Barack Obama
ended opium eradication efforts in Afghanistan in 2009, effectively green lighting Afghan opium and the heroin trade. U.S. policy has allowed Afghan opium and heroin since. And heroin deaths here tripled from 3,036 in 2010 to 10,574 in 2014; so has heroin use, from 1,500,000 in 2010 to 4,500,000 heroin users in 2014.
The Bush administration had an Afghan opium eradication program, ran by DynCorp. Obama didn’t renew DynCorp’s contracts, ending all efforts to eradicate opium.
Vanda Felbab-Brown penned “No Easy Exit: Drugs and Counternarcotics Strategies in Afghanistan.” No way out for Uncle Sam is more like it.

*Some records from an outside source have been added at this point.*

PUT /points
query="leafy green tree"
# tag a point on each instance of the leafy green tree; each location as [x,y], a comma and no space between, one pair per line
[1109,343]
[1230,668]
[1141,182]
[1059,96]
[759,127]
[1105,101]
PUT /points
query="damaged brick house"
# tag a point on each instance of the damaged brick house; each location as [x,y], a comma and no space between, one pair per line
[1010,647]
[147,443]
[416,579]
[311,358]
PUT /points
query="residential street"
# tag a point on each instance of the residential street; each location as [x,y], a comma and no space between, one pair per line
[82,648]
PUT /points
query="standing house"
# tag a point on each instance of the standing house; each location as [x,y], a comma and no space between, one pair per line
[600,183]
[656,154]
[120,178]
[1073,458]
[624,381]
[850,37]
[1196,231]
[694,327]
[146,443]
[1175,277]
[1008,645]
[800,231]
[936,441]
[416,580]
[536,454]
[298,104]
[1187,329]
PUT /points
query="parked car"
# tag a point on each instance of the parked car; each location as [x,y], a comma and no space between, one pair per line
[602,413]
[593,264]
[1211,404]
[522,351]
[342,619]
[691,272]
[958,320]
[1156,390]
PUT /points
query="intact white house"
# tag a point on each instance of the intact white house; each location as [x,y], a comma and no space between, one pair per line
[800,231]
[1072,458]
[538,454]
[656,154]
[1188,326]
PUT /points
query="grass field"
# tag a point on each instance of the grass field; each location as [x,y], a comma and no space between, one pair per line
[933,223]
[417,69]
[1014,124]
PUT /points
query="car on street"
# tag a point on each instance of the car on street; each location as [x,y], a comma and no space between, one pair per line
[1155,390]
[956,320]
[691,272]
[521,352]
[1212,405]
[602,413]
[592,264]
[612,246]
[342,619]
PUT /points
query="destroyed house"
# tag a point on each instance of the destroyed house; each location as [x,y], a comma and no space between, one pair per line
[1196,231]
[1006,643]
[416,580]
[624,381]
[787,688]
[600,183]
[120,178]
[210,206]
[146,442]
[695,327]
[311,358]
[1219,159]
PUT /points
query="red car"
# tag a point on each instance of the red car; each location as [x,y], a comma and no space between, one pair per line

The report’s notable for what it omits, which is any mention of the heroin epidemic, the deadliest illicit drug epidemic in history.
Felbab-Brown might as well’ve said “let them eat cake” to tens of thousands of Americans killed by heroin since 2009, millions hooked on heroin and tens of millions living in terror because of loved ones addicted to this deadly poison.

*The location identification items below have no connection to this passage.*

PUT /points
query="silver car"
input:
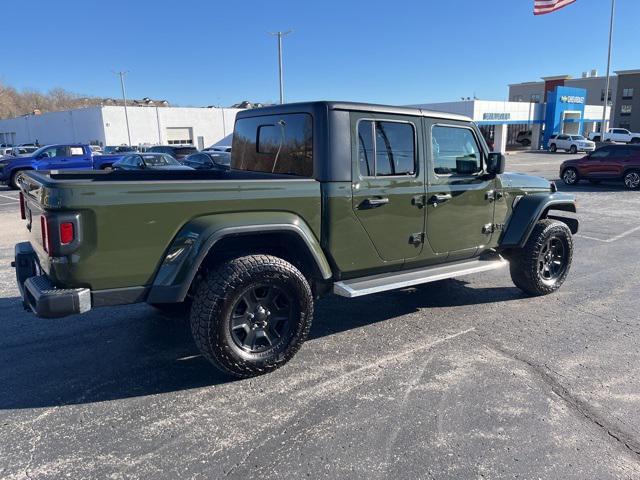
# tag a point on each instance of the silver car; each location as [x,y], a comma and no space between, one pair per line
[571,143]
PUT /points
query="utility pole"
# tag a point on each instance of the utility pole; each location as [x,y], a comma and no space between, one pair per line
[606,89]
[280,35]
[124,98]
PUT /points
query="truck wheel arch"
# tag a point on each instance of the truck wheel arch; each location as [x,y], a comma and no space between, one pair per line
[532,208]
[188,254]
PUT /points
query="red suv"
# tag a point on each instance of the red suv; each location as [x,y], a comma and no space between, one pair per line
[612,162]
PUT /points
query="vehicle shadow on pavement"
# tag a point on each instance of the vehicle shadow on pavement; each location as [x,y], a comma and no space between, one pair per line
[133,351]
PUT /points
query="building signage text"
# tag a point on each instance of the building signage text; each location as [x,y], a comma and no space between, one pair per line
[496,116]
[571,99]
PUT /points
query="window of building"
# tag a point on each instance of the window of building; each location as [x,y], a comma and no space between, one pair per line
[392,153]
[455,151]
[275,144]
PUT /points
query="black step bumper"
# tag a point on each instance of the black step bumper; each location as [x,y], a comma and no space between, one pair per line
[39,294]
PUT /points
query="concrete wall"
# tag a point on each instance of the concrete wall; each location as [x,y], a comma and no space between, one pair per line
[107,126]
[149,125]
[632,122]
[81,125]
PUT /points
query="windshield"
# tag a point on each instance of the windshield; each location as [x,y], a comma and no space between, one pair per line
[159,160]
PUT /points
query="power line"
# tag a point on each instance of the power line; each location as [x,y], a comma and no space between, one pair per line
[280,35]
[124,98]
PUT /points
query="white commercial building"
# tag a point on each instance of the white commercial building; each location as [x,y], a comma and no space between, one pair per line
[106,125]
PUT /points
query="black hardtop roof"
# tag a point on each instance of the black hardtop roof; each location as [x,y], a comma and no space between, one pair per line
[350,106]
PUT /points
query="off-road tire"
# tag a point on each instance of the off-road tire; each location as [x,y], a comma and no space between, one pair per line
[213,309]
[631,178]
[12,180]
[524,263]
[569,179]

U.S. policy changed to permit opium growing and the heroin trade in 2009, to minimize US troop casualties in Afghanistan.
There were
7,600 hectares of Afghan poppies when the Afghanistan War began (2001). By 2014, Afghan poppy fields spread to 224,000 hectares making a bumper crop of 6,400 tons of opium, enough to produce 640 tons of heroin. Opium production will increase without eradication efforts.
Total worldwide opium production was 7,554 tons (2014), 85 percent of it from Afghanistan.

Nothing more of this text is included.